PROGETTO KINÒ CAMPUS: STRUMENTI DI MONITORAGGIO
Kinò Campus è un progetto di rigenerazione urbana dell’ex cinema di S.Cesario sul Panaro (MO) sviluppato dal Comune nell’ambito del Bando Rigenerazione Urbana 2021 della Regione Emilia-Romagna.
Il progetto si propone di trasformare l’immobile in un contenitore per la formazione, l’aggregazione e la co-creazione, riqualificando e rivitalizzando sia lo spazio interno che gli spazi pubblici di prossimità.
L’operazione nasce in esito ad un ampio percorso partecipativo incentrato sui giovani under 24 che ha messo in evidenza la necessità di creare un luogo dove coltivare apprendimenti, idee e relazioni. L’esito del percorso partecipativo è stata la base di una procedura di co-progettazione con il Terzo Settore che ha portato all’individuazione di 4 soggetti utilizzatori che hanno redatto il programma del campus proponendo diverse tipologie di usi (ambito cinema, musica, teatro, creatività).
La governance di Kinò Campus è partecipativa e si basa su due dispositivi: la cabina di regia (Amministrazione + utilizzatori) e il patto collettivo (cura condivisa del bene in partnership con la comunità) esito di un secondo percorso partecipativo. In cabina di regia (Amministrazione comunale e Utilizzatori convenzionati) è stato costituito un piano di monitoraggio composto da strumenti diversificati che punta ad ottimizzare la raccolta e l’analisi dei dati, per assicurare un feedback continuo sulle dinamiche comunitarie e l’efficacia delle iniziative intraprese.

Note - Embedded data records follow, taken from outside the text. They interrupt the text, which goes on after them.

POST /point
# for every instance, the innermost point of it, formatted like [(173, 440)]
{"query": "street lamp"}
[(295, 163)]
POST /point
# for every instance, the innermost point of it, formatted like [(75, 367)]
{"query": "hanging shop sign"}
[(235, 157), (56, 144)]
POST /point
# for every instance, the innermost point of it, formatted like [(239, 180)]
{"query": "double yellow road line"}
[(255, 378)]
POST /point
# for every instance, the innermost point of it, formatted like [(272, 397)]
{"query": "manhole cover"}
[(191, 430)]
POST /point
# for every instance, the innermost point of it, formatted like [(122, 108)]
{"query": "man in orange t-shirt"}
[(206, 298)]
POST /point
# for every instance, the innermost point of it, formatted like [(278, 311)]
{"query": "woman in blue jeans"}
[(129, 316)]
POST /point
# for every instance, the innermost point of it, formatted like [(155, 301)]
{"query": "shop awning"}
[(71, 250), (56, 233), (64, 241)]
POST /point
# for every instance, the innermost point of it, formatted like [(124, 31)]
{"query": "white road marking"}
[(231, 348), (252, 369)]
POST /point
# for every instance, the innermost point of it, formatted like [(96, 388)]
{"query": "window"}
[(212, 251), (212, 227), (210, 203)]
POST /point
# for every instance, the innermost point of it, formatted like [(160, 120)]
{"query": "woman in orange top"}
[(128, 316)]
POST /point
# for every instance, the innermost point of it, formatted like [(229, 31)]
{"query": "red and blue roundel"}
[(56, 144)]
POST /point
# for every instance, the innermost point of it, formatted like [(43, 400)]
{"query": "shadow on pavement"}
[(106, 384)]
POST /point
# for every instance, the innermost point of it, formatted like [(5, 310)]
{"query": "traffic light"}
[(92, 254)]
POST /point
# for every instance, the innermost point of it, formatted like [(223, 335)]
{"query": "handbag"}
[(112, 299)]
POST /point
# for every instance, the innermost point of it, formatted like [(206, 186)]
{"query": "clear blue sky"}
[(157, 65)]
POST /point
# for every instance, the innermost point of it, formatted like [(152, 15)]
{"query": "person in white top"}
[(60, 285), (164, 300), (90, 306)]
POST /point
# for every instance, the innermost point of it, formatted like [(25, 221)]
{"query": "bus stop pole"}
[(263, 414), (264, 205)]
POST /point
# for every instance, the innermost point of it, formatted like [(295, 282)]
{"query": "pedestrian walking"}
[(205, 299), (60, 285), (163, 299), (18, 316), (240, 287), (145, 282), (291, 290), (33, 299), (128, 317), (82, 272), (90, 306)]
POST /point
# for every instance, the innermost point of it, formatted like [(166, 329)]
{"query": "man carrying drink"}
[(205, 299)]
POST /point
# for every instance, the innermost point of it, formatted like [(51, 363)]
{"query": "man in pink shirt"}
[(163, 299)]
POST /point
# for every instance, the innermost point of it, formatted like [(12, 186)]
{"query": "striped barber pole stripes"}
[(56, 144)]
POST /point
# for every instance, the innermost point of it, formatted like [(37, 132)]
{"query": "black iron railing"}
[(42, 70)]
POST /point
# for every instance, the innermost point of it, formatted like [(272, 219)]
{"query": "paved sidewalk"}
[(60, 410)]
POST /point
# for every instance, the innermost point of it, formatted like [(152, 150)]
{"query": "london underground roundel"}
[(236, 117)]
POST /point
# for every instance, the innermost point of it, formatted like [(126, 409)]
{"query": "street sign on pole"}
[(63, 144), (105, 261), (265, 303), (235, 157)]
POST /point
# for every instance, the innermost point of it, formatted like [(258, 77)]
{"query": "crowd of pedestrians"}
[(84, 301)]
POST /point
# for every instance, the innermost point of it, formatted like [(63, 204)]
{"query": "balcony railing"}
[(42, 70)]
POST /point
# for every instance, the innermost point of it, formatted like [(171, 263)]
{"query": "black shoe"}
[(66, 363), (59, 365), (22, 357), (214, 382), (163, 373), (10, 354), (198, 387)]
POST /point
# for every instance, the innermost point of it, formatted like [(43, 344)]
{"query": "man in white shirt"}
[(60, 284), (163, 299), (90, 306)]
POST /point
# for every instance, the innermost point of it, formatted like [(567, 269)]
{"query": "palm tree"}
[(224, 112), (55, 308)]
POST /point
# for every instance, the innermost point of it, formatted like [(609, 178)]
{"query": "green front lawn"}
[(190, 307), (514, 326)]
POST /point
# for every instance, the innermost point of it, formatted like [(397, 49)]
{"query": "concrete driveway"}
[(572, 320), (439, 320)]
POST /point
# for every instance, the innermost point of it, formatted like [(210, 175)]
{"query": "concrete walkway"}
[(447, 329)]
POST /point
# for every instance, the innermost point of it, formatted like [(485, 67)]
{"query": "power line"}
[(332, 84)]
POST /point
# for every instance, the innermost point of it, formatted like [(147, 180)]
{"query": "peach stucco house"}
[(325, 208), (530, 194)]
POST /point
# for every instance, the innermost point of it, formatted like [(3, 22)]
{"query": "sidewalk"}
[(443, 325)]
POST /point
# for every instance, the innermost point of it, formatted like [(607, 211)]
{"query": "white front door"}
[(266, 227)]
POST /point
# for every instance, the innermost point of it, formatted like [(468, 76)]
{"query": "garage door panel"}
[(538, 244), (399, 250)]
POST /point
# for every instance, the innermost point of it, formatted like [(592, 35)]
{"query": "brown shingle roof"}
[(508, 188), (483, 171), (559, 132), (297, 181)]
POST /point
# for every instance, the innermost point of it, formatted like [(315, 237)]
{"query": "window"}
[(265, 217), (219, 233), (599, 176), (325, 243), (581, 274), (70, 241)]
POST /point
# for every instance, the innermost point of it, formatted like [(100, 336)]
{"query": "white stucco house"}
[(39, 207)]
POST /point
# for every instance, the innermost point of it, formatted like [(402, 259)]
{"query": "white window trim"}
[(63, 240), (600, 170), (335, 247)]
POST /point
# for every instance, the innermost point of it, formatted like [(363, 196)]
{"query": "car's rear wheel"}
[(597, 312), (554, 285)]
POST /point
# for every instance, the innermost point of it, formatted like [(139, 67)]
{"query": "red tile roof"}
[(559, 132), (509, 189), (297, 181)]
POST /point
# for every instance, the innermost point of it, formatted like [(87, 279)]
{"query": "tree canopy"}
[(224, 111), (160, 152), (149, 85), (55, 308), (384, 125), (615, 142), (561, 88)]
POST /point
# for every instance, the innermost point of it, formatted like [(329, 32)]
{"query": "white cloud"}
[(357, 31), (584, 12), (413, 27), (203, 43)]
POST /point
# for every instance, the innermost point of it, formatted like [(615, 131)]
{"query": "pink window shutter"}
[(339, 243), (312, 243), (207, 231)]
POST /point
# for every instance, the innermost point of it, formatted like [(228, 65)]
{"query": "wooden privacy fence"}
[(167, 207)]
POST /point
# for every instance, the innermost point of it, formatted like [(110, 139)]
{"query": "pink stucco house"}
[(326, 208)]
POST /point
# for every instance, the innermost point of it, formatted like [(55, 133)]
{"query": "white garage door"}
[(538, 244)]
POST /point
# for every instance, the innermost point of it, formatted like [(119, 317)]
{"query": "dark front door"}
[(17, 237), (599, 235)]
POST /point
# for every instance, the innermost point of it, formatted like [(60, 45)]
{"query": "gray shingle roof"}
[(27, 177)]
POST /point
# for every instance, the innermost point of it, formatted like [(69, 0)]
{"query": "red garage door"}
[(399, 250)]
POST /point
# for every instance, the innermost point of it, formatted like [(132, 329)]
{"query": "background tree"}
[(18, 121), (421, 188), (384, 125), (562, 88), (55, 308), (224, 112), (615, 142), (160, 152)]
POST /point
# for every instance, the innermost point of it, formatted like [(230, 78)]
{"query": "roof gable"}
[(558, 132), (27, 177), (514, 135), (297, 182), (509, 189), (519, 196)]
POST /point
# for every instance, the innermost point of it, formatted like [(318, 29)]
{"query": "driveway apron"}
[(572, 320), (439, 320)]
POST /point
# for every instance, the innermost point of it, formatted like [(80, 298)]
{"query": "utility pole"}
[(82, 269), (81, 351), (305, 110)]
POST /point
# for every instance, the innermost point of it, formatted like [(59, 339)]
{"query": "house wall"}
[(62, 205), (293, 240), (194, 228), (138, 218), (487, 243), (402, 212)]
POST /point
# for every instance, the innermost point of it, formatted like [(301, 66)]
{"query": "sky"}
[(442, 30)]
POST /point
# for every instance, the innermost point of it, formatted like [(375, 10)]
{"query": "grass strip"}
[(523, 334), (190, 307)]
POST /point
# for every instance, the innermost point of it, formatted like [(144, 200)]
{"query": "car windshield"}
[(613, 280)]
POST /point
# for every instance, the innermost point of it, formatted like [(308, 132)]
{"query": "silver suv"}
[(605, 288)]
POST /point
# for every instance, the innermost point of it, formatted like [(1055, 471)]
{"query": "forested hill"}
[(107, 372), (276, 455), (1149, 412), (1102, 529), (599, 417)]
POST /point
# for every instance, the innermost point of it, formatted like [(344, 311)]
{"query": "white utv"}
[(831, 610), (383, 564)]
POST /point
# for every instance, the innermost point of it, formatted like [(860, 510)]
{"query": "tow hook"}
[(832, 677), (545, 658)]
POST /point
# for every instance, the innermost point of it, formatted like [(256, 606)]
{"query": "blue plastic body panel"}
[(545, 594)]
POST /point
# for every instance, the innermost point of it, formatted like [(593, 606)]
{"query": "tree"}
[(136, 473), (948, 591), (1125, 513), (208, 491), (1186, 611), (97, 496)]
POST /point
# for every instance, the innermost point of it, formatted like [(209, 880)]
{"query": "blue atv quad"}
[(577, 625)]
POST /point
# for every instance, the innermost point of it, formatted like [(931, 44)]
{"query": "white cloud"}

Gli strumenti di monitoraggio previsti sono:
- CHECK TECNICI SULLO SPAZIO: verifiche regolari delle condizioni e delle funzionalità del contenitore e delle pertinenze (ex cinema), da estendere negli anni ad altri spazi pubblici integrati nella rete di Kinò Campus (ex cinema come hub di spazi versatili, attrattivi e adoperabili da giovani);
- OSSERVAZIONE PARTECIPANTE: attenta analisi del comportamento e delle interazioni degli individui nello spazio del campus, per cogliere dinamiche socio-culturali e tendenze emergenti;
- QUESTIONARI: distribuzione periodica di sondaggi per raccogliere dati quantitativi e qualitativi sull’esperienza dei partecipanti e sulla percezione delle iniziative;
- FOCUS GROUP: sessioni di discussione mirate per approfondire tematiche specifiche e raccogliere insight dettagliati dai diversi stakeholder coinvolti;
- REGISTRO ‘CREATIVO’ DELLE PRESENZE: utilizzo di una card del ‘partecipante’, che cataloga i frequentatori in categorie come apprendista, artista, saggio, illuminato, incentivando una partecipazione attiva e ricorrente alle attività del campus;
- GIORNATE ‘PIC NIC’: incontri semestrali di valutazione partecipata che offrono alla comunità l’opportunità di esprimere direttamente il proprio punto di vista sull’andamento e l’impatto del progetto, in un contesto informale e inclusivo.
In particolare, le Giornate Pic Nic si configurano come micro-eventi collocati nello sviluppo del programma d’uso temporaneo, caratterizzati da momenti collettivi di revisione laterale e rielaborazione dell’esperienza all’interno dello spazio “aperto per rigenerazione” (valutazione partecipativa in itinere).
Le Giornate Pic Nic sono come vere e proprie iniziative all’interno del programma di uso temporaneo, progettate sia per animare il luogo che per instaurare uno spazio di dialogo collettivo finalizzato alla valutazione condivisa del progetto. Nel corso di tali incontri, la comunità è invitata a fornire un feedback attivo, fungendo da catalizzatore per un processo di valutazione che supera i confini della semplice consultazione per abbracciare un’analisi critica costruttiva e collettiva. Due sono gli approcci utilizzati:
- la revisione laterale, che si manifesta nell’integrazione orizzontale delle prospettive di tutti i soggetti coinvolti, facilitando la trasversalità del sapere e la generazione di soluzioni innovative;
- la rielaborazione dell’esperienza, che permette ai partecipanti di riflettere sull’efficacia delle attività svolte e, soprattutto, di su cosa percepiscono come rilevante nel loro “vissuto di progetto”, identificando non solo ciò che è stato realizzato con successo, ma anche gli aspetti suscettibili di miglioramento.
La valutazione partecipativa trascende le convenzionali operazioni di back office, emergendo come elemento integrante e vitale all’interno delle dinamiche del progetto, equiparandosi in importanza e impatto alle attività socio-culturali che animano la comunità e il tessuto urbano.